Chapter 259: Multimodal NLP Trading

Introduction

Multimodal NLP trading combines natural language processing with other data modalities — images, audio, and structured numerical data — to build richer representations of market state and generate more informed trading signals. Traditional NLP approaches for finance analyze text in isolation: earnings call transcripts, news headlines, or analyst reports are processed as standalone inputs. Multimodal methods break this silo by jointly learning from text alongside charts, financial tables, executive tone of voice, and price time series.

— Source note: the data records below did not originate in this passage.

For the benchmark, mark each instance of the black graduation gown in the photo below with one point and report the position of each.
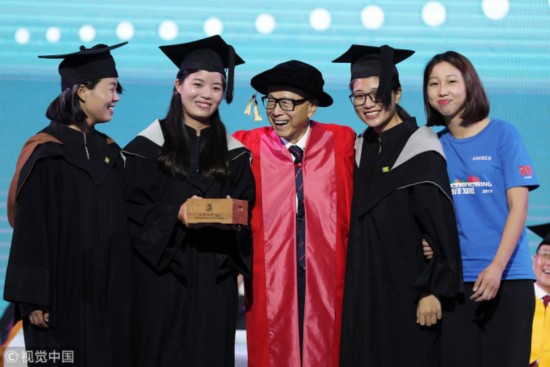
(394, 206)
(70, 251)
(186, 287)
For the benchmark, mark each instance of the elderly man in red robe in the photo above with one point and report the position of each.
(303, 171)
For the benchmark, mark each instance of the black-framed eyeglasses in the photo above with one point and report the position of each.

The motivation is straightforward. When a human analyst evaluates a stock, they do not read the earnings call transcript in a vacuum. They look at the accompanying slide deck, listen to the CEO’s tone, glance at the price chart, and check the numbers in the financial statements. Each modality carries information that the others miss. A confident verbal tone paired with weak numbers tells a different story than the same words paired with strong numbers. Multimodal models attempt to capture these cross-modal interactions automatically.

This chapter presents a complete framework for multimodal NLP trading. We cover the key fusion architectures, the modalities most relevant to financial markets, and a working Rust implementation that connects to the Bybit cryptocurrency exchange for real-time multimodal signal generation.

Key Concepts

Modalities in Financial Markets

Financial markets produce data across several distinct modalities:

Text: News articles, earnings call transcripts, SEC filings, social media posts, analyst reports. Text conveys semantic meaning, sentiment, and forward-looking statements.
Images: Candlestick charts, technical analysis patterns, heatmaps of correlation matrices, order book depth visualizations. Images encode spatial patterns that are difficult to express numerically.
Audio: Earnings call recordings, executive interviews, central bank speeches. Audio carries paralinguistic cues — tone, hesitation, stress — that text transcripts lose.
Structured data: Price time series, volume profiles, order book snapshots, fundamental ratios. Structured data provides the quantitative backbone of any trading system.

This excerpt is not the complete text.